Karin Beier zu der Einladung: „Über die Einladung freue ich mich sehr, insbesondere für Rainald Goetz, dessen großes politisches Gesellschaftsstück wir beglückt zur Uraufführung angenommen haben. Es war eine herausfordernde Arbeit für alle Beteiligten: die Auseinandersetzung mit Rainald Goetz’ hochkomplexem Text, die ungewöhnlichen Probenbedingungen im ersten Lockdown und nicht zuletzt das Bangen, ob und unter welchen Bedingungen wir die Uraufführung überhaupt zeigen können. Umso schöner, dass das Stück in diesem schwierigen Theaterjahr durch die Einladung zu den Mülheimer Theatertagen eine besondere Wertschätzung erfährt.“

Seit 1976 wird Mülheim an der Ruhr jedes Jahr im Mai/Juni zum Zentrum der deutschsprachigen Gegewartsdramatik. Im Rahmen der Mülheimer Theatertage »Stücke« werden hier sieben bis acht Stücke in der jeweils wirksamsten Aufführung, meist der Uraufführung, gezeigt.

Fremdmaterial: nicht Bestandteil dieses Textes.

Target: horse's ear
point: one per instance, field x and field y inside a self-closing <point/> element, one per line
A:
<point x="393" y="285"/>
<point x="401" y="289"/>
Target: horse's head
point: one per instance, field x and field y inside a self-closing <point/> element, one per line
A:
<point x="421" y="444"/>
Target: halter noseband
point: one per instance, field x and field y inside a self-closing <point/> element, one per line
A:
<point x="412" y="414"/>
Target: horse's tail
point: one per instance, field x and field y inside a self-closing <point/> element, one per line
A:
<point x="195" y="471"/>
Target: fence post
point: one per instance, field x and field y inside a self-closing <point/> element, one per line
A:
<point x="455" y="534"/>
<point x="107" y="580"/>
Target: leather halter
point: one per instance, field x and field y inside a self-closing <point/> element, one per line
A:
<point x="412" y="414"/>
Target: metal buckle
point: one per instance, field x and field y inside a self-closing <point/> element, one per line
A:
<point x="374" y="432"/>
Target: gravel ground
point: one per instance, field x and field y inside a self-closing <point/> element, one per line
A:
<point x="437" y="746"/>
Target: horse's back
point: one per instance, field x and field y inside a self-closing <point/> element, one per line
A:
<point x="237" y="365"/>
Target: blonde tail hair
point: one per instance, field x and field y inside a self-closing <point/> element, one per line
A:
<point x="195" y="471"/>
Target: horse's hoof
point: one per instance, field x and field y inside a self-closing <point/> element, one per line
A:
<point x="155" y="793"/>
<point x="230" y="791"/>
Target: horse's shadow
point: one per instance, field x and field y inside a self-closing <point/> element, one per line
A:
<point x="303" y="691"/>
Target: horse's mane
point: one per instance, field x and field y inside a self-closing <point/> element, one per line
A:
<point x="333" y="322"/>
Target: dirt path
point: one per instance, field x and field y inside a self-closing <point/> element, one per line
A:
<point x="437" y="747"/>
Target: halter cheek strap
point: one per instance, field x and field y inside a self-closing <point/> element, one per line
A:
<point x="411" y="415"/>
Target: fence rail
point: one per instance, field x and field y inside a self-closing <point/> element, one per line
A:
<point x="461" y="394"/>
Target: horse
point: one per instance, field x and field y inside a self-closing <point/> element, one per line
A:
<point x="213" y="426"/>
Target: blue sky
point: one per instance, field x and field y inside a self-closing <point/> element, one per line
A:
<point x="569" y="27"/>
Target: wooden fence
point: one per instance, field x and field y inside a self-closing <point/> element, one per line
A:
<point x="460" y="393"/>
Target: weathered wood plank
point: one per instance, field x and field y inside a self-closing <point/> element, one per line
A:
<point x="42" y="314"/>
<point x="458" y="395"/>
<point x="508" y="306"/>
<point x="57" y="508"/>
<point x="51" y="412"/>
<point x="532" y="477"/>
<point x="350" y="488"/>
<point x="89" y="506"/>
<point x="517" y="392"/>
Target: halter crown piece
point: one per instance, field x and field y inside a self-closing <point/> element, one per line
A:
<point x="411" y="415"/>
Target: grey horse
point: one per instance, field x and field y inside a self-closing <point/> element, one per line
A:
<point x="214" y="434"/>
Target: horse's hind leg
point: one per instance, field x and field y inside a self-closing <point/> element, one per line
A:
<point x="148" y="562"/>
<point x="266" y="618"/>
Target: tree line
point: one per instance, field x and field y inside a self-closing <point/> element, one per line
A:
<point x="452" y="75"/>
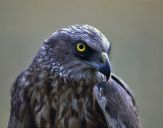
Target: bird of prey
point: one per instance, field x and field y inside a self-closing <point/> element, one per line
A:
<point x="69" y="84"/>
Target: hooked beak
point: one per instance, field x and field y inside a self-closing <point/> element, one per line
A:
<point x="104" y="67"/>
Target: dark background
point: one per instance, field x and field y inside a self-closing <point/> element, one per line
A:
<point x="135" y="28"/>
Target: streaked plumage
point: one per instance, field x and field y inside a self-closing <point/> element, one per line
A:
<point x="70" y="86"/>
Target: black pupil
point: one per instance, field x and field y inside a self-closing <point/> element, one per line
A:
<point x="81" y="46"/>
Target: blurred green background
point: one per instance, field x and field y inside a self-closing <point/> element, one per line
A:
<point x="135" y="28"/>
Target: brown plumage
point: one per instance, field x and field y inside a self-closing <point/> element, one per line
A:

Die Auswahl trifft ein unabhängiges Gremium aus den in der jeweiligen Saison uraufgeführten deutschsprachigen Stücken. Am Ende der Theatertage vergibt eine Jury aus Kritiker*innen und Theaterschaffenden den mit 15.000 Euro dotierten Mülheimer Dramatikpreis an den besten Autor oder die beste Autorin. Die Mülheimer Theatertage »Stücke 2021« werden veranstaltet vom Theater- und Konzertbüro der Stadt Mülheim an der Ruhr und dem Ministerium für Kultur und Wissenschaft des Landes Nordrhein-Westfalen, gefördert von der Beauftragten der Bundesregierung für Kultur und Medien. Mehr zu den Mühlheimer Theatertagen erfahren Sie hier.

Reich des Todes
von Rainald Goetz

Die Krise boomt und mit ihr die Macht der Politiker, die sie zu managen haben. Überall wird in Menschen- und Bürgerrechte eingegriffen, vorübergehend mag das notwendig sein, doch es ist auch die Sternstunde der Autokraten: Orbàn, Erdoğan, Kaczyński, der polnische Justizminister Ziobro, sie alle benutzen die unumgängliche Bekämpfung der Pandemie, um ihre Herrschaft weiter nachhaltig auszubauen.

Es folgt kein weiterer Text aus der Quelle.